Ensemble d’individus vivants, animaux ou végétaux, suffisamment semblables pour être spontanément désignés sous le même nom.
L’espèce, notion intuitive
Le mot espèce, terme courant largement utilisé, correspond à une subdivision systématique objective. Un jeune enfant sait distinguer l’espèce « Chien » de l’espèce « Chat » ; malgré des variations morphologiques accusées, il n’hésite pas à ranger le Basset Teckel et le Danois dans la même espèce « Chien ».
Il convient de désigner les êtres vivants que le chasseur, le pêcheur, le collectionneur, le zoologiste, le botaniste reconnaissent et identifient. L’espèce porte donc un nom vernaculaire : la Grenouille brune, la Grenouille verte, la grande Chélidoine, la Chélidoine laciniée.
Mais ce nom, variable souvent d’une province à l’autre, n’offre pas de valeur internationale, et les scientifiques le remplacent par un nom latin universellement utilisé et composé de deux mots : le premier désigne le genre et le second l’espèce. Les Grenouilles appartiennent au genre Rana ; la Grenouille brune est Rana temporaria, et la Grenouille verte Rana esculenta. Les Chélidoines appartiennent au genre Chelidonium ; la grande Chélidoine est Chelidonium majus, et la Chélidoine laciniée Chelidonium laciniatum.

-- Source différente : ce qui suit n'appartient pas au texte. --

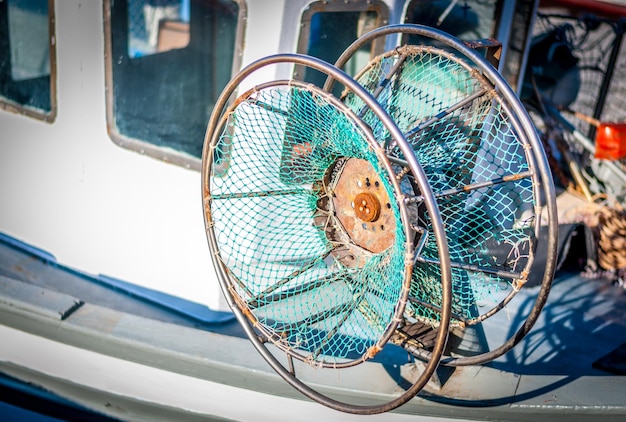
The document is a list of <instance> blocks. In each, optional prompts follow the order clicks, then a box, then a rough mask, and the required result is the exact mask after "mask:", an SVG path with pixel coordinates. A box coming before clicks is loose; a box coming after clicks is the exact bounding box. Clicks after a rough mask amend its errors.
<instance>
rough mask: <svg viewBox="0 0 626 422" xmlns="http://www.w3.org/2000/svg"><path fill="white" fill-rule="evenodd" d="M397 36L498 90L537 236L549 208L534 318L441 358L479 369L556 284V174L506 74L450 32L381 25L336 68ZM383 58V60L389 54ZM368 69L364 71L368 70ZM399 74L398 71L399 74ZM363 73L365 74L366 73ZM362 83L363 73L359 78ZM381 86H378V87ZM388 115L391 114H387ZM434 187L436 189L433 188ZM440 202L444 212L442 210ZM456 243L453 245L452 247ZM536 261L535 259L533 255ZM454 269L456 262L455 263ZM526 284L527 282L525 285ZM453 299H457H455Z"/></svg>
mask: <svg viewBox="0 0 626 422" xmlns="http://www.w3.org/2000/svg"><path fill="white" fill-rule="evenodd" d="M395 34H406V35H418V36H423V37H426V38H428V39H430V40H433V41H435V42H436V43H437V44H440V45H441V44H443V45H445V46H447V47H448V48H451V49H452V50H453V51H456V52H458V53H460V54H461V55H462V56H463V59H461V60H459V61H458V62H459V65H460V66H461V65H463V63H462V61H464V60H465V59H469V62H468V64H466V66H468V67H469V70H468V71H472V69H474V70H475V72H474V75H475V77H476V78H479V79H481V80H483V81H487V82H488V84H490V85H491V86H492V87H493V93H494V95H497V98H498V101H499V103H500V104H501V105H502V107H503V109H504V110H505V112H506V114H508V117H509V118H510V122H511V126H512V127H513V128H514V130H515V132H516V133H517V134H518V135H519V137H520V138H521V142H522V144H523V145H524V153H525V155H526V160H527V161H528V165H529V171H528V172H527V173H528V174H526V175H525V176H524V177H528V178H530V179H531V180H532V190H533V198H534V200H535V219H536V220H535V221H536V224H535V230H534V231H535V234H534V236H535V238H536V239H540V238H541V235H540V231H539V219H540V218H541V213H542V210H545V217H544V218H545V219H546V221H547V226H548V228H547V232H548V233H547V251H548V252H547V259H546V266H545V269H544V273H543V278H542V282H541V288H540V291H539V292H538V294H537V298H536V300H535V303H534V306H533V307H532V309H531V311H530V313H529V316H528V317H527V318H526V320H525V321H524V323H523V324H522V326H521V327H520V328H519V329H518V331H517V332H515V333H514V334H513V335H512V336H511V337H510V338H509V339H508V340H506V341H505V342H504V343H503V344H502V345H501V346H499V347H497V348H495V349H493V350H491V351H488V352H485V353H481V354H478V355H474V356H468V357H452V356H444V358H443V359H442V363H443V364H446V365H449V366H463V365H476V364H481V363H485V362H488V361H491V360H493V359H495V358H497V357H499V356H501V355H503V354H504V353H506V352H507V351H509V350H510V349H512V348H513V347H514V346H515V345H516V344H517V343H519V341H520V340H521V339H522V338H523V337H524V336H525V335H526V334H527V333H528V332H529V331H530V329H531V328H532V326H533V325H534V323H535V322H536V320H537V318H538V316H539V314H540V312H541V309H542V308H543V306H544V304H545V302H546V300H547V297H548V294H549V291H550V287H551V283H552V278H553V275H554V271H555V266H556V254H557V239H558V224H557V213H556V201H555V191H554V185H553V182H552V177H551V173H550V170H549V166H548V163H547V159H546V156H545V153H544V151H543V147H542V146H541V143H540V140H539V138H538V136H537V133H536V130H535V128H534V126H533V124H532V121H531V120H530V118H529V116H528V114H527V111H526V109H525V108H524V107H523V105H522V104H521V102H520V101H519V99H518V98H517V96H516V95H515V93H514V92H513V91H512V89H511V88H510V86H509V85H508V84H507V83H506V81H505V80H504V79H503V78H502V76H501V75H500V74H499V73H498V72H497V70H496V69H494V68H493V67H492V65H491V64H489V63H488V62H487V61H486V60H485V59H484V58H483V57H482V56H481V55H480V54H478V52H476V51H475V50H472V49H471V48H469V47H468V46H467V45H465V44H464V43H463V42H462V41H460V40H458V39H456V38H455V37H452V36H450V35H449V34H447V33H444V32H442V31H439V30H436V29H433V28H429V27H426V26H422V25H413V24H400V25H390V26H386V27H381V28H378V29H375V30H373V31H371V32H369V33H367V34H365V35H363V36H362V37H360V38H359V39H358V40H356V41H355V42H354V43H353V44H351V45H350V46H349V47H348V48H347V49H346V50H345V51H344V53H343V54H342V55H341V56H340V58H339V59H338V60H337V62H336V63H335V66H337V67H338V68H343V66H344V65H345V64H346V63H347V62H348V60H349V59H350V58H351V57H352V56H353V55H354V54H355V52H356V51H358V50H359V49H360V48H361V47H362V46H363V45H365V44H367V43H369V42H372V41H373V40H375V39H376V38H380V37H385V36H388V35H395ZM385 54H387V55H390V54H394V51H388V52H387V53H385ZM385 54H383V56H384V55H385ZM436 54H441V55H442V56H443V55H446V54H447V53H446V52H444V51H442V50H439V53H436ZM365 70H366V69H364V71H365ZM395 71H397V70H395ZM393 72H394V70H391V71H390V73H393ZM361 74H362V73H361ZM356 79H357V80H359V75H357V77H356ZM383 83H389V80H385V81H384V82H383ZM333 84H334V80H333V78H332V77H329V78H328V79H327V81H326V84H325V86H324V89H325V90H327V91H330V90H331V89H332V86H333ZM379 87H380V86H378V87H376V88H379ZM370 91H371V92H372V93H373V95H374V96H375V97H377V95H378V93H377V92H375V91H376V90H375V89H370ZM388 111H389V110H388ZM431 188H432V186H431ZM542 198H544V199H545V204H542V203H541V201H542ZM441 209H442V208H441V204H440V210H441ZM450 246H451V245H449V247H450ZM535 248H536V243H535V244H533V245H532V251H533V253H534V250H535ZM531 258H532V256H531ZM452 265H453V266H454V263H453V264H452ZM531 265H532V259H529V260H528V262H527V263H526V266H525V268H524V271H521V274H523V275H524V277H527V276H528V272H529V271H530V267H531ZM526 279H527V278H524V279H523V280H522V281H523V282H525V280H526ZM521 285H523V283H521V284H520V287H521ZM514 290H515V291H513V292H511V293H510V294H509V295H507V296H506V297H505V298H504V299H503V300H502V301H501V302H500V303H498V304H497V305H496V306H495V307H494V308H493V309H491V310H490V311H488V312H486V313H484V314H483V315H480V316H479V317H477V318H475V319H470V320H468V321H465V323H466V324H475V323H478V322H481V321H483V320H484V319H486V318H488V317H490V316H491V315H493V314H495V313H496V312H498V311H499V310H500V309H503V308H504V307H505V306H506V304H508V303H509V302H510V301H511V300H512V298H513V296H515V294H516V289H514ZM453 300H454V299H453ZM411 352H412V353H413V354H414V355H416V356H418V357H421V358H429V356H430V353H429V352H428V351H426V350H424V349H421V348H412V350H411Z"/></svg>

Les indigènes vivant sur les hauts plateaux de Nouvelle-Guinée ont inventé 137 noms vernaculaires différents pour désigner 137 types d’Oiseaux qu’ils reconnaissaient ; des ornithologistes spécialisés ont déterminé dans la même région, d’après des critères scientifiques, 138 espèces qui ont reçu chacune un nom latin ; cette coïncidence prouve la réalité de l’espèce. Parmi ces Oiseaux, certains sont des proies appréciées ; il convient donc de bien les distinguer, et l’indigène en a ressenti la nécessité.
Combien compte-t-on d’espèces ? Le nombre d’espèces actuellement présentes sur la Terre serait de l’ordre de 4 millions (à 1 million près), et moins de la moitié de ce nombre correspond à des espèces connues ; il y aurait 1 espèce végétale pour 8 à 10 espèces animales. Une statistique récente (Ernst Mayr, 1969) évalue à 1 100 000 les espèces animales connues.
Le zoologiste ou le botaniste réussit assez facilement, avec l’aide de faunes et de flores, à déterminer les espèces propres à un biotope ou à une aire déterminée. Certaines déterminations sont plus difficiles. L’identité de l’échantillon avec le modèle n’est pas totale ; de petites différences de taille, de coloration posent des problèmes. Ces légères dissemblances sont-elles négligeables ? Les « réunisseurs » (lumpers des Anglais) le pensent et s’efforcent de réduire le nombre des espèces. Mais les « pulvérisateurs » (splitters des Anglais) les considèrent comme suffisamment importantes pour caractériser une nouvelle espèce et multiplient ainsi le nombre des espèces. Voici quelques exemples de ces deux tendances ; les Roses d’Europe et d’Orient comptent 5 549 espèces ou seulement 211 espèces pour le monde entier. Selon les auteurs, les Anodontes, Mollusques bivalves d’eau douce, renferment 251 espèces en France ou seulement 1 espèce européenne. Ces profondes différences quantitatives tiennent à des causes multiples ; ce sont le plus souvent des formes locales et non de véritables espèces. L’adage de J. A. Eudes-Deslongchamps « Plus on a d’individus, moins on a d’espèces » correspond aux faits.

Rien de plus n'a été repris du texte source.